さらなる成長に向けて注力するのは、海洋調査と生物多様性分野だ。「顧客や社会のニーズを捉え、それに合わせた技術開発や事業展開を進める」と方針を語る。具体的に海洋調査分野では、AUVに自動サンプリング機能を搭載し、機能の多様性を強化することで、より高精度な調査の実現を目指す。
生物多様性分野では、TNFDの情報開示に着目し、「今後、開示が進めば当社の強みであるネイチャーポジティブへの取り組みが新たなビジネスになる」と需要増加を見据え、生物多様性に関する世界目標『30by30』『劣化生態系の30%回復』に関連した民間企業向けのコンサルティングを強化していく。
新たな取り組みとして24年12月に東京海上日動火災保険と包括業務提携契約を結んだ。水素・アンモニアなどの新エネルギー分野におけるリスク評価事業に乗り出す。「新エネルギーの拡大には、ステークホルダーや地域の理解が必要だ。漏えいした場合の安全性や影響を評価するニーズが生まれている。このほかにも、いまある技術を生かし新しい切り口で社会に貢献できる事業を生み出していきたい」と力を込める。

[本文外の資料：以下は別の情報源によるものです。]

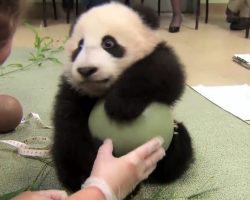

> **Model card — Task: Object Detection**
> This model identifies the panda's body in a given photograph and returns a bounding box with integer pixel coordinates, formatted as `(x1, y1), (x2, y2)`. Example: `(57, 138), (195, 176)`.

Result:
(53, 2), (193, 192)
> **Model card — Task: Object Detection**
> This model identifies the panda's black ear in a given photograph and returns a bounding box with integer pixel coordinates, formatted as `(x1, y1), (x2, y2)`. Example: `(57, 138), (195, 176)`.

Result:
(132, 5), (160, 29)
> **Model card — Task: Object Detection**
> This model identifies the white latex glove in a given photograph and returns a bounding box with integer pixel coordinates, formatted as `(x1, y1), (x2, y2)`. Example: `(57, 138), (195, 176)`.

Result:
(12, 190), (68, 200)
(83, 137), (165, 200)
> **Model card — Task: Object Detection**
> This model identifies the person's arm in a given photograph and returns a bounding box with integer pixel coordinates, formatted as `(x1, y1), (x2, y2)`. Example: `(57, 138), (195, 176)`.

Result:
(11, 190), (68, 200)
(68, 187), (105, 200)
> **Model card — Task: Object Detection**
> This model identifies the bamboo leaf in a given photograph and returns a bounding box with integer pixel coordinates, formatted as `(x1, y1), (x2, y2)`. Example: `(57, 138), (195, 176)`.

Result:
(0, 187), (27, 200)
(24, 23), (38, 36)
(1, 22), (65, 77)
(7, 63), (24, 68)
(40, 36), (51, 43)
(41, 47), (51, 52)
(47, 57), (62, 65)
(50, 47), (64, 54)
(29, 52), (36, 59)
(187, 188), (219, 199)
(151, 187), (174, 200)
(34, 35), (41, 49)
(62, 36), (69, 44)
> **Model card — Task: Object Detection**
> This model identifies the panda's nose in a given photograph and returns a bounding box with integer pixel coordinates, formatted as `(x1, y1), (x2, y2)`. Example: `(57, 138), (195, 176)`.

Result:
(77, 67), (98, 78)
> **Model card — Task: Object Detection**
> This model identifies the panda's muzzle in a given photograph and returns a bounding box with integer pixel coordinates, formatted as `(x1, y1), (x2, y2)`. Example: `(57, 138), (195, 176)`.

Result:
(77, 67), (98, 78)
(77, 67), (110, 84)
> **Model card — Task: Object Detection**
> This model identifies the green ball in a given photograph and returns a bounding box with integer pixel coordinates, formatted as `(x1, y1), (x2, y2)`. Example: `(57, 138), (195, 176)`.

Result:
(89, 100), (174, 156)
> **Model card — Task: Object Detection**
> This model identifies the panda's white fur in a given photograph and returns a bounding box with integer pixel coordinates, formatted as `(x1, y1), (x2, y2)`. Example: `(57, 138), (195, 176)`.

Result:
(64, 2), (160, 96)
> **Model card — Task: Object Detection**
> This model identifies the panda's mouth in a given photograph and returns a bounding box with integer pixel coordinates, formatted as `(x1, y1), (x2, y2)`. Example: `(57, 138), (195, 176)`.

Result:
(93, 78), (110, 83)
(83, 77), (111, 84)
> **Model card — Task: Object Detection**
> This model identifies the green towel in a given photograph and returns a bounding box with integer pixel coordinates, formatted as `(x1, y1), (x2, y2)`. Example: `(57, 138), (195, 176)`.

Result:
(0, 48), (250, 199)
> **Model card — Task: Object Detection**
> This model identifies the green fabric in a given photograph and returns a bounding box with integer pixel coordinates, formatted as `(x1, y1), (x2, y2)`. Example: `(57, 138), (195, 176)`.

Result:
(0, 48), (250, 199)
(0, 48), (65, 196)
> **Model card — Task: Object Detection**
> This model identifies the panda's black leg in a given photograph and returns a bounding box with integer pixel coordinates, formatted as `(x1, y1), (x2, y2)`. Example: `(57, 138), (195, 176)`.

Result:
(53, 137), (100, 192)
(149, 122), (194, 183)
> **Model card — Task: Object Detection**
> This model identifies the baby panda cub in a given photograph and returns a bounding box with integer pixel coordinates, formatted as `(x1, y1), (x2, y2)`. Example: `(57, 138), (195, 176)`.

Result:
(52, 2), (193, 192)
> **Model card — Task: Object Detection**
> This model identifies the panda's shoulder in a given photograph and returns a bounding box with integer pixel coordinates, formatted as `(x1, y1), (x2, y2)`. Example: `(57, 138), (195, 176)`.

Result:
(141, 42), (180, 65)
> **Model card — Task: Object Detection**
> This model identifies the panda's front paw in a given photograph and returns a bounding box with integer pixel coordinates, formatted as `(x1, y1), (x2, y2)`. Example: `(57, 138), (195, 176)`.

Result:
(104, 95), (147, 122)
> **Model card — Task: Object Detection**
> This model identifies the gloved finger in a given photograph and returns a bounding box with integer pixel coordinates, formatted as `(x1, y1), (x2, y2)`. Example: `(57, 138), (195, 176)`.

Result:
(127, 137), (164, 164)
(141, 164), (157, 181)
(37, 190), (68, 200)
(136, 148), (165, 182)
(143, 147), (165, 172)
(96, 139), (114, 160)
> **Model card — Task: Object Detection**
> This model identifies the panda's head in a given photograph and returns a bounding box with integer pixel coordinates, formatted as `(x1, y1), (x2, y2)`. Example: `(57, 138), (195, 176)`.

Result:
(64, 2), (161, 96)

こうした海洋調査・生物多様性分野の先進的取り組みが、人材獲得にもつながっている。一方、獲得競争が激しい土木分野では「ポテンシャルの高い人材を入社後の教育で強化するなどして対応している」という。
海外では、JICA(国際協力機構)やADB(アジア開発銀行)案件を中心に、環境問題や防災・減災分野に特化した事業展開を進める。地球規模の課題解決に貢献しつつ、「年5-10%の安定成長を続け、30年までに海外事業の売り上げを10億円規模にしたい」と成長を描く。